The researchers used XSI data sets collected at the SSRL Beam Line 4-2 to determine the structural ensemble for two kink-turn motifs, KtA and KtB (Fig. 1a), with and without the kink-turn binding L7Ae protein across a range of solution conditions. The basic composition of the kink-turn ensemble consists of a kinked state and an unkinked state, corresponds to gold-gold distances smaller and larger than about 60 Å, respectively (Fig. 1b). The equilibrium between the kinked and unkinked RNA is dependent on the ionic condition and differs between KtA and KtB (Fig. 1b).

The XSI data also reveal the ensemble nature of the stabilized RNA fold, the kinked-state. For the kinked or ‘folded’ KtA, the mean distance changes from ~53 Å to ~41 Å, suggesting that there are multiple and different kinked conformers (Fig. 1c). The larger variance of the kink-turn RNA, relative to the predicted variance for a single kink-turn conformer, provides evidence for the kinked state being an ensemble of multiple kinked conformation at all but the highest salt conditions, whereas the observed variance and predicted variances for a single kinked conformer are indistinguishable. In the simplest model, the ensemble of the kinked state of KtA contains mainly two types of kinked conformations (Fig. 1c, cartoon), one around 40-45 Å and the other around 55 Å, with varying occupancies of the conformers in these regions under different salt conditions.

The XSI data showed that addition of the L7Ae protein strongly promoted kinked states for both KtA and KtB, consistent with prior results. But what could not be seen before was that the kinked KtA·L7Ae remains an ensemble, under all but the highest ionic conditions (Fig. 1d, left). The ensemble nature of the protein stabilized kinked state differs between KtA and KtB, indicating that the protein does not fully determine the RNA’s conformational preferences. Unlike the progressive narrowing in variance with increasing ionic screening for KtA·L7Ae, KtB·L7Ae appears to have narrow variance under low and high salt concentrations and a broader distance distribution at intermediate ionic conditions, presumably reflecting a mixture of the high and low salt states (Fig. 1d).
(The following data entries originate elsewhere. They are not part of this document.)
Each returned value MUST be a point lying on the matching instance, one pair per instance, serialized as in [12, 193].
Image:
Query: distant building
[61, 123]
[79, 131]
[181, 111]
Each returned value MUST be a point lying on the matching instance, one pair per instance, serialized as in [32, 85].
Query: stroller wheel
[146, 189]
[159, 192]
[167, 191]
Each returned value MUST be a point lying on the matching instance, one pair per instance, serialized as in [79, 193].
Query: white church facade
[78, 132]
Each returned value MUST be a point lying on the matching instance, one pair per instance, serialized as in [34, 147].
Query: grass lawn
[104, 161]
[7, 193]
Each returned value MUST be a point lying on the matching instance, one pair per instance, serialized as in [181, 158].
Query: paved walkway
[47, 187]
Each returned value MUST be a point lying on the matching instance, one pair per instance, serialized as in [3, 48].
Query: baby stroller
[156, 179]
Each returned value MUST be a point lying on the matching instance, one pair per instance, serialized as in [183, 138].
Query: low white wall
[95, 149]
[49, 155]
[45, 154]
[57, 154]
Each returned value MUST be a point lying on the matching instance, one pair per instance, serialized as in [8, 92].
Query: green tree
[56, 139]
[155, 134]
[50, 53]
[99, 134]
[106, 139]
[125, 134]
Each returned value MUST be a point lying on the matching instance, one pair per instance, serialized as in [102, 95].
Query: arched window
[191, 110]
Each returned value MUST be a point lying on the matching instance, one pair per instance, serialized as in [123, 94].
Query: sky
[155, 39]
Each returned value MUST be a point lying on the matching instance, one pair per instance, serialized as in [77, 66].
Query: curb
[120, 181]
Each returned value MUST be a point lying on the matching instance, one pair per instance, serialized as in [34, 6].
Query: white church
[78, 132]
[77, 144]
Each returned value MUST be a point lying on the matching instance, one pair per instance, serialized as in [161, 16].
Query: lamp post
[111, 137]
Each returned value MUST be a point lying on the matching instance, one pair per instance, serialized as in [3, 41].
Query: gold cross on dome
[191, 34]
This work is the first application of XSI on RNA and RNA·protein complexes. By establishing the ensemble nature of folded RNA and RNA·protein motifs, this work sets the stage for further investigating the biological roles of ensemble properties for these and other RNAS and RNA/protein complexes and for unraveling the physical and energetic bases for complex biological processes carried out by RNA/protein complexes.